E o abismo daquela forma aberto, virado para mim, era o início da morte.

terça-feira, 15 de junho de 2010

Deixe-me ser pequenino

Deixe-me ser pequenino. Prometo-lhe não pedir biberões quentes a meio da noite ou papas de cerelaque mornas antes de deitar. Consinta que me deite no seu colo, dormir um sonho só. Queria ver se repetia um que gostei muito, onde passeava com a Marina num barco a remos e não havia margens, não havia rio, éramos só nós, o barco e os remos. Hoje as Marinas são grandes demais, perdem o encanto da inocência alegre. Acumulam demasiados defeitos.

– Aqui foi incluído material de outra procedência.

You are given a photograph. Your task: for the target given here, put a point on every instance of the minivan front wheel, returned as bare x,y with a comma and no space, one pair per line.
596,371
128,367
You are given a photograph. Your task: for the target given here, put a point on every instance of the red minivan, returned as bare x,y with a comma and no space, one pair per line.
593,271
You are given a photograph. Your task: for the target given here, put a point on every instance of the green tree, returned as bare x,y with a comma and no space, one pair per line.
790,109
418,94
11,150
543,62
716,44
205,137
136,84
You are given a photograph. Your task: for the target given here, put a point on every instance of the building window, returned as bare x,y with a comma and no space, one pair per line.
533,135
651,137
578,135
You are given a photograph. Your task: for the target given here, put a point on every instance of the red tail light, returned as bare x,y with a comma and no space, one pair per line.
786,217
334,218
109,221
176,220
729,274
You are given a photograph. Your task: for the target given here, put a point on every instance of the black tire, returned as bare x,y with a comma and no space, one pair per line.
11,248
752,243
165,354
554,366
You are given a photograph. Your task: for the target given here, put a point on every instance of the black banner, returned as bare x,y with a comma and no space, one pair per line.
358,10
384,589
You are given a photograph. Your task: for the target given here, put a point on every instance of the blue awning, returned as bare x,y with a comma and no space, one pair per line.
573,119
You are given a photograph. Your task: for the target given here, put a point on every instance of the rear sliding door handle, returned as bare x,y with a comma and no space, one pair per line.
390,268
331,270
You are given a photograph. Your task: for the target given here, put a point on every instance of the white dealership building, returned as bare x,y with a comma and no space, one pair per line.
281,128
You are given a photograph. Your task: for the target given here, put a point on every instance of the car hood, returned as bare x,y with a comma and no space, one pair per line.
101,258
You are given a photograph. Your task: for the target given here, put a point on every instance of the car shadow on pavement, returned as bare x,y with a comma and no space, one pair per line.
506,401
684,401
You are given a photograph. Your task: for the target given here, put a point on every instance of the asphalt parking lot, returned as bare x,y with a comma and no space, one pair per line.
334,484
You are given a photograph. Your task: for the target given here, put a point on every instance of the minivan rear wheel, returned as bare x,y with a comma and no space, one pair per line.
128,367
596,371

E a luz um pouco acesa se faz favor. Não é pelo medo, é pelo ter que ser. Tudo em pequeno tem que ser. O penico deixe-o ficar por baixo da cama, não desse lado, deste, assim. Gosto de descer a meio da noite e enche-lo até cima, transbordá-lo se tiver vontade. Molhar um tapete e fugir para dentro dos lençóis e esperar que amanhã alguém limpe. Em pequeno pode-se esperar que alguém limpe. Alguém vem sempre limpar. E até lhe permito que me ralhe um pouquinho, diga um

- Anda lá que vais limpar

Para eu amuar um pouco e cobrir-me de lençóis a fazer buracos de lobo e a esconder-me com medo que o mesmo lobo espreite. Garanta que me deixa tirar um macaco do nariz e escolher o sítio onde largá-lo. É uma tarefa de estimulação esconder um macaco.

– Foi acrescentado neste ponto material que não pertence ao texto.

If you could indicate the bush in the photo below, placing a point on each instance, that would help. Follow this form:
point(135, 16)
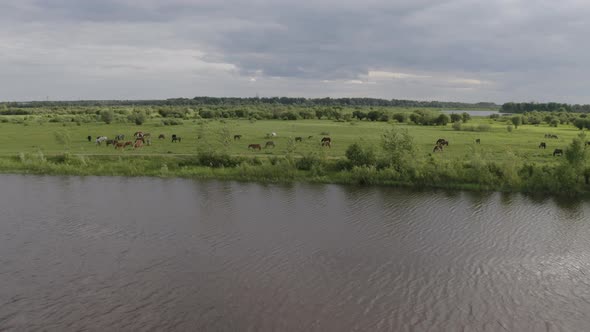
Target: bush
point(106, 116)
point(360, 156)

Nos parques conceda-me a liberdade suficiente de cair. Escorregar e cair. E se eu quiser abrir a boca deste cão aqui, porque quero, abro-a. Já vi na televisão abrirem bocas a leões. E quando me oferecerem alguma espécie de doce e eu o recusar, eu recuso sempre por capricho, tenha a bondade de o guardar no seu bolso que mais tarde eu procuro.

Liberte-me na rua com um tampo de uma panela e vai ver como eu ando de automóvel. Gosto muito de conduzir testos de panelas pelas ruas sem fim. E quando voltar, quero abrir a caixa de correio e esperar daquela coisinha fechada que não tenha só cartas, uma surpresa, alguma coisa. Espero um brinquedo.

Deixe-me ser pequenino antes que aquela luz ao fundo morra apagando-se.